Of course entire systems of governments like Communism don’t “work,” but Capitalism is inherently flawed as well. We must recognize that we aren’t a perfect country and privatizing important social structures like health care is a sick and dangerous path to walk. It’s borderline corporate murder. Americans die because of insurance companies. We never will be perfect but we must always strive to better ourselves. Capitalism is a sound basis but it needs adjustments to evolve over time.
While I can appreciate the instinctual knee-jerk reaction towards any reform involving this much tax payer money I find it abhorrent that we live in a country where 60% of bankruptcies are attributed to medical bills. To progress as a nation we need to constantly re-evaluate our system to keep up with the constant change in the global community and the needs of our own domestic population. The system is now broken. We are taking a large leap forward in following our European counter-parts with certain borrowed aspects from other health care systems… Socialists or not. I wouldn’t mind seeing more of that happen.
The Red Herring
The second reason is the fear mongering going on with both sides of the aisle, especially in light of recent economic issues.

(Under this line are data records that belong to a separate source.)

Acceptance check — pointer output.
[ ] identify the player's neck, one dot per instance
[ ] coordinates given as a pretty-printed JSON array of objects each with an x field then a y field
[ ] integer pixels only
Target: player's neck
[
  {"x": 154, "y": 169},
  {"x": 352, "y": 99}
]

Everything is everyone else’s fault and because of that fuck up your daughter will be raped, your wife brutalized, and your country tarnished. (at least that’s what they want you to picture) The amount of misinformation in more than abundant though anyone who follows politics regularly knows this is standard operating procedure. No one party is entirely to blame, they’re gangs fighting over turf. In the interest of time I won’t address specific issues but I think a lot of our problems would be solved if we all took the individual burden upon ourselves to read and review the bills in full text. Bills are a matter of public scrutiny and available online for a reason and it’s not only our right, but responsibility to be well-informed citizens. If you aren’t informed you’re part of the problem. I can understand opposing my views based on a well-informed opinion, I respect this view entirely. Those opinions formed on the words of politicians or under the darkened paranoid shadow of an American flag are failing to live up to the responsibility our forefathers envisioned. I see them as unpatriotic by virtue of ignorance, sometimes even willingly.
The point is that they can’t scare or distract you if you pay more god damn attention to what the fuck is going on in the world, instead most of us are apathetic alligators waiting for predators to make their skin into boots for one of these aristocrats to trample more hard working Americans with.
To further cement my point, check out a recent supreme court ruling that virtually blurs the lines between corporate and individual contributions in political campaigns. Lobbyists represent industries, who represent people, and in that sense are legitimate. The problem is we are letting insurance companies and private corporations to vicariously control our government. In a purely Capitalist society money is alpha male and we’re all going to get eaten alive.
As Spock often reminded Captain Kirk,
“The needs of the many outweigh the needs of the few, or the one.”